At the beginning of the 11th century, the Vicomte de Porhoët decided to settle in the place, and over the years elements were added to this construction. However, the splendor of the castle ended when the religious wars of the 17th century and later the French Revolution prompted its degradation. After years of neglect, in 1850 the building was restored and became a residence again, still belonging to the Rohan family.

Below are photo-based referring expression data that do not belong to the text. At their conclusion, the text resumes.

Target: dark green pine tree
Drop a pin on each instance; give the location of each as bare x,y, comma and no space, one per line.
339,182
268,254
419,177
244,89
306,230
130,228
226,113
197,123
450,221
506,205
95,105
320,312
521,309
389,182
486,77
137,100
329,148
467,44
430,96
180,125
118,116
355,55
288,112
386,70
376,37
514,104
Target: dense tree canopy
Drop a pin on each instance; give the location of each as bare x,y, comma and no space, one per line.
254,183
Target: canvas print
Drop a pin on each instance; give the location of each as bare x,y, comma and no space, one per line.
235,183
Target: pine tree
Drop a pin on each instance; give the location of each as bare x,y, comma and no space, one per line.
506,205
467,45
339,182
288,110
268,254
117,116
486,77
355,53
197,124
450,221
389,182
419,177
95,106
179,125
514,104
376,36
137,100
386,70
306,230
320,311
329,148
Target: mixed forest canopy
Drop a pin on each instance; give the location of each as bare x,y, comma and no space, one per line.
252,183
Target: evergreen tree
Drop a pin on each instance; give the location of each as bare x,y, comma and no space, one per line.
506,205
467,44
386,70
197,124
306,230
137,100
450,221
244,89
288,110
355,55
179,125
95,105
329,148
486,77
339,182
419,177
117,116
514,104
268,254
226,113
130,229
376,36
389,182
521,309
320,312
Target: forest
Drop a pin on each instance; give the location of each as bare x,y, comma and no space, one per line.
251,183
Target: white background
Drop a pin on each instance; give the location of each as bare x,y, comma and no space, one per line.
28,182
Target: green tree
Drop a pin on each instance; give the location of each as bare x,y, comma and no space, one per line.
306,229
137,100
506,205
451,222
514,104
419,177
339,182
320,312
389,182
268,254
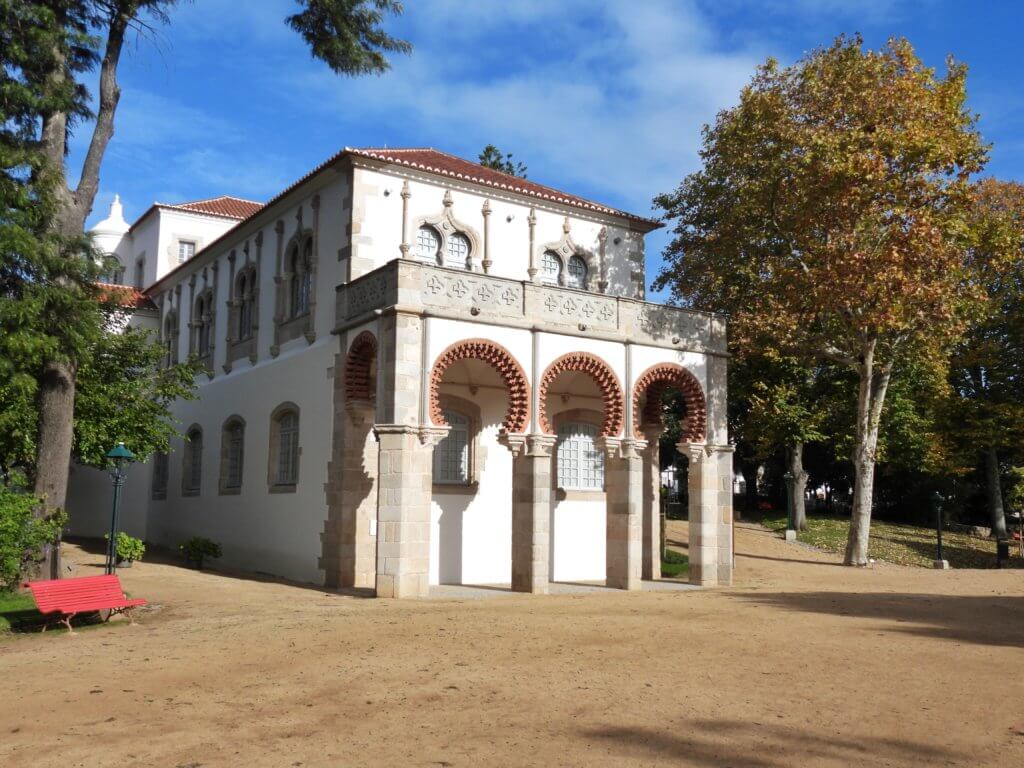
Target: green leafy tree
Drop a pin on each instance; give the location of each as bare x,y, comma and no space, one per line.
492,157
986,413
785,412
24,536
829,217
47,48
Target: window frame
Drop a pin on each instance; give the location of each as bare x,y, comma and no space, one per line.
585,427
578,282
460,426
161,475
230,425
546,278
182,245
274,480
192,462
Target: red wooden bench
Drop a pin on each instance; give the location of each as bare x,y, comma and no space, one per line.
83,595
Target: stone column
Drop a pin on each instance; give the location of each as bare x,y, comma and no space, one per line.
359,465
651,568
704,512
404,477
530,510
723,459
624,491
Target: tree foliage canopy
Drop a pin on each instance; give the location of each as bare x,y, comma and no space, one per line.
492,157
832,219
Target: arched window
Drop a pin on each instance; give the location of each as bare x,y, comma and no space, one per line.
246,295
192,469
428,243
114,271
299,266
551,267
577,272
305,281
232,440
170,339
285,449
457,255
202,324
452,454
581,465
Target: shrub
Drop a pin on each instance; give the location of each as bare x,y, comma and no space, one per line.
198,548
127,548
23,535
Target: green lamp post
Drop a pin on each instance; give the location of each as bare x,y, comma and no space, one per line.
121,458
791,530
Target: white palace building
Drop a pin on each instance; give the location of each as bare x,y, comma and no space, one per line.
419,371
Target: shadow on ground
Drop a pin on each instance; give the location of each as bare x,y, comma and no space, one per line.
997,620
751,744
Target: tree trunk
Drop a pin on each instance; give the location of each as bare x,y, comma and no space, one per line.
993,489
798,487
870,398
56,408
56,380
750,471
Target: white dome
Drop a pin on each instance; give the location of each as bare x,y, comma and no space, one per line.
115,222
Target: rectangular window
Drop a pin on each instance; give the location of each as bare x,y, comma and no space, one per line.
186,249
160,472
288,456
235,448
581,465
452,454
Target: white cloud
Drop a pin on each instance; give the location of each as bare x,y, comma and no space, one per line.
615,105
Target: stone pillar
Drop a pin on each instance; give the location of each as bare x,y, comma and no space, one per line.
359,462
624,491
404,477
651,568
530,510
723,458
704,512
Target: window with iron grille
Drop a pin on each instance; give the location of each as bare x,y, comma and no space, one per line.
288,449
551,267
235,434
427,244
452,454
458,252
581,465
186,249
194,462
578,272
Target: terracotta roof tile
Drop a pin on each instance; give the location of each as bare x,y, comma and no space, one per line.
126,296
225,205
442,164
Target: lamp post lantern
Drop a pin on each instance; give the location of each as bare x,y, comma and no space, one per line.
791,531
121,457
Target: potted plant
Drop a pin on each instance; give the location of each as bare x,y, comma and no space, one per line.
127,549
198,548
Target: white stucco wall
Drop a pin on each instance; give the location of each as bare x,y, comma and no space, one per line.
471,534
259,530
378,201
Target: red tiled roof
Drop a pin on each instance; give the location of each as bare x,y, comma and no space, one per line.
423,159
442,164
126,296
225,205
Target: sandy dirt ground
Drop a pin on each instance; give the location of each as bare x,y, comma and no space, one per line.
802,663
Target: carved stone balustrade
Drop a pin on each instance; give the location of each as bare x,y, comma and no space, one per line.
424,289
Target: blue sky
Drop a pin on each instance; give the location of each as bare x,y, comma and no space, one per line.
604,98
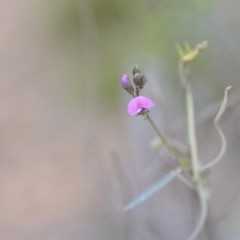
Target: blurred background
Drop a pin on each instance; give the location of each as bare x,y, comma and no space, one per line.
71,157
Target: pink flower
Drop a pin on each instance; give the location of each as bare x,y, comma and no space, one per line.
125,81
139,105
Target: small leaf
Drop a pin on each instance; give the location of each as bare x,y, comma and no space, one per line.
152,189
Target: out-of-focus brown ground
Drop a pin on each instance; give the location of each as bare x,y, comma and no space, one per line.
65,175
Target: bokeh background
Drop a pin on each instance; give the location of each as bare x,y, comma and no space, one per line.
71,157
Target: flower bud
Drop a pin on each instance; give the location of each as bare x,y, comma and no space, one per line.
126,84
125,81
136,70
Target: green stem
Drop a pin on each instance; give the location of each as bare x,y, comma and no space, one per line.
192,132
195,163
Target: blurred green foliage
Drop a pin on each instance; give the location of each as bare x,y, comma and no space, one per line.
107,36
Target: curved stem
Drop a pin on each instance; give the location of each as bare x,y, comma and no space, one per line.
222,150
195,163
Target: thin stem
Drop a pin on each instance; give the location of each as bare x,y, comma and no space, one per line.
192,133
195,163
222,150
202,197
191,122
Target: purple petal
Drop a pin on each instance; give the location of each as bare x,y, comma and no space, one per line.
138,105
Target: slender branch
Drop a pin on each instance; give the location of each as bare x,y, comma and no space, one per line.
219,130
195,163
191,122
203,208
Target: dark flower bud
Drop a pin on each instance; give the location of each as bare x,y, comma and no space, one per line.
126,84
136,70
139,80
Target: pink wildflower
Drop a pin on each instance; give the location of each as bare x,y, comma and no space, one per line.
139,105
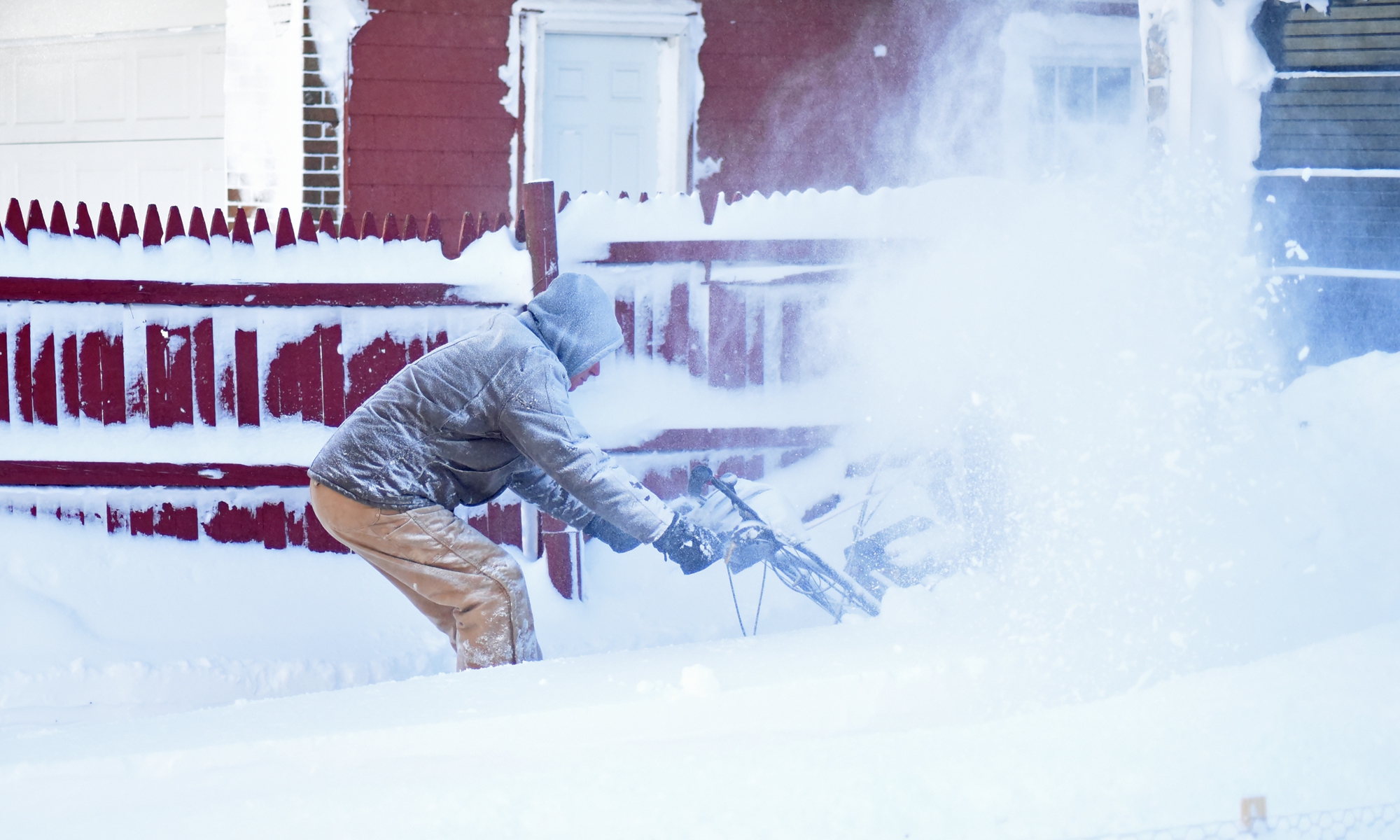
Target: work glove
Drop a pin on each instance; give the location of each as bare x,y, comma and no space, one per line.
691,547
617,538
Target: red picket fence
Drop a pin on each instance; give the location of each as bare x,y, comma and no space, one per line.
246,355
155,234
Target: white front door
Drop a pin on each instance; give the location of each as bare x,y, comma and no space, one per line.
601,113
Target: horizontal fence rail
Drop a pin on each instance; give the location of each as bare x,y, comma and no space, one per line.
236,295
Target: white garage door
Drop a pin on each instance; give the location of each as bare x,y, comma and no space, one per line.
122,120
601,113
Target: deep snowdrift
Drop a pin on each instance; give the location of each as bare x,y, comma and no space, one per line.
1160,512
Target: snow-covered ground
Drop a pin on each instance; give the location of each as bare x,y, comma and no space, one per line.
1174,587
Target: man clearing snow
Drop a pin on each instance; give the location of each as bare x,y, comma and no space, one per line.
460,426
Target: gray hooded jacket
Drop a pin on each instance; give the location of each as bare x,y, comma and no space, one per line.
489,412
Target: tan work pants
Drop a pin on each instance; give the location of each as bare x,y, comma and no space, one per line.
460,580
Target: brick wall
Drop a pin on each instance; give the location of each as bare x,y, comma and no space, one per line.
425,128
321,115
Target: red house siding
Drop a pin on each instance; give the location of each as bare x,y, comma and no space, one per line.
425,128
797,99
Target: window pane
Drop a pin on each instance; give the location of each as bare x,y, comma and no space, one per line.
1115,85
1077,93
1044,107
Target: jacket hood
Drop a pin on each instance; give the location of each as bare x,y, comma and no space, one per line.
575,318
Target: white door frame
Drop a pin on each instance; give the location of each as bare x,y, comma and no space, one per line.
676,22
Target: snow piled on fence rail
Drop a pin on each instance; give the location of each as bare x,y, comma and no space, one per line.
1184,592
493,268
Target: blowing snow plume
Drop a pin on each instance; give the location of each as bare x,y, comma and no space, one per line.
1094,394
1142,489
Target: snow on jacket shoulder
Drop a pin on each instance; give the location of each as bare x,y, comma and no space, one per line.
486,412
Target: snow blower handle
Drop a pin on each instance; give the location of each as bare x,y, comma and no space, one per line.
702,475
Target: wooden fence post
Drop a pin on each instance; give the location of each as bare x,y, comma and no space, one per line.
538,208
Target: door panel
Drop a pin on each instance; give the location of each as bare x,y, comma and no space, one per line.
603,106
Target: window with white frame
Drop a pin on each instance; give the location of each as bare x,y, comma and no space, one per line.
1073,97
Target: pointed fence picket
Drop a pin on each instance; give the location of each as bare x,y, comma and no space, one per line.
173,355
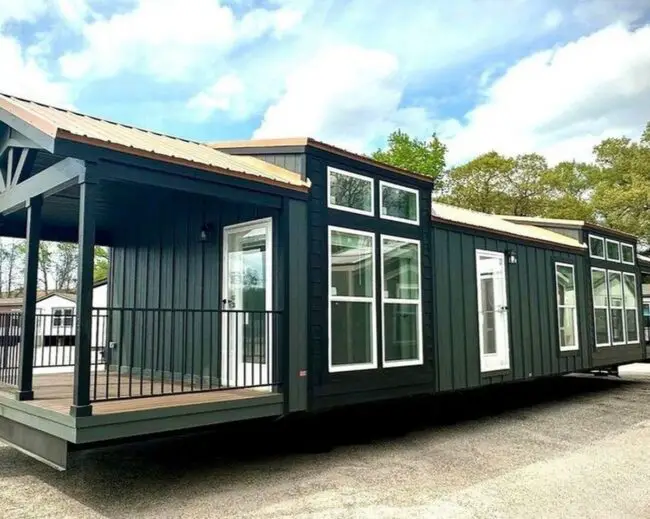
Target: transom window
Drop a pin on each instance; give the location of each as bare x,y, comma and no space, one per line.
352,315
62,317
399,203
597,247
401,299
613,251
350,192
566,306
616,313
627,253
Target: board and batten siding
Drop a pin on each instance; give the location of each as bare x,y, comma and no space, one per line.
161,263
533,327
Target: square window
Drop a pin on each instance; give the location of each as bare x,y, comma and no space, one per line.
627,253
399,203
613,250
350,192
596,247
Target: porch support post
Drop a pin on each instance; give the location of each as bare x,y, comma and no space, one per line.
27,338
296,305
81,392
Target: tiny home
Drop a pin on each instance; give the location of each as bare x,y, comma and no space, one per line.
254,279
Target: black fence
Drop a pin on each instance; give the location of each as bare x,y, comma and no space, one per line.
154,352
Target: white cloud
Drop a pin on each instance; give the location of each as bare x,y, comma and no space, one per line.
169,39
345,94
561,102
23,76
226,94
21,10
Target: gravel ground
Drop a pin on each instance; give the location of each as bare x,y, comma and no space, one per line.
570,447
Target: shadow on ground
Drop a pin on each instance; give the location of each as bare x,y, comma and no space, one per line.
117,477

Visitors will be able to enter the interior of this building with a flamboyant Gothic façade, admire its detailed decoration and walk through its impeccable gardens full of yews, boxwoods, rose bushes, hydrangeas and stone sculptures.

Castle of Suscinio

We continue the route until we reach the southern coast of the region. The Rhuys peninsula juts out into the sea like a tongue of land and sand. In this territory that combines marshes, soft sand beaches and rocky coasts, stands the Castle of Suscinio, surrounded by wetlands and forests that extend over the Landrezac cove.

Castle of Suscinio.

Suscinio Castle.

In the 13th century, Suscinio was just a priory around which an agricultural estate developed. However, it was the Dukes of Brittany who promoted its growth. First, they built a small manor house and, later, this was renovated until it became the favorite residence of the Dukes and of Anne of Brittany, Queen of France. To this day, the vast fortress has come as a huge walled building with six towers and surrounded by moats.

Trevarez Castle

Finally, to the east of the region we find the town of Saint-Goazec . There, in the foothills of the Black Mountains, James de Kerjégu, a wealthy politician, decided to build an impressive and ambitious pink castle in contrast to the greenery that surrounds it.

Trevarez Castle.

Trévarez Castle.

More than a century ago the Castle of Trévarez was built in the heart of a leafy 85-hectare park and has survived to this day in a marked Belle Epoque style with very modern facilities for the time it was built. Immersed in a rural environment in which oil lamps were still used for lighting, the Domaine de Trévarez had electricity, a hot water heating system, a telephone and an elevator.

During World War II, it was owned by the Germans, and was even bombed. After years of neglect, it was restored, and today you can visit the dining room and library, as well as the old stables, which now host art exhibitions. In addition, the land surrounding the castle offers us several important botanical collections, such as one of the largest camellia gardens in the world.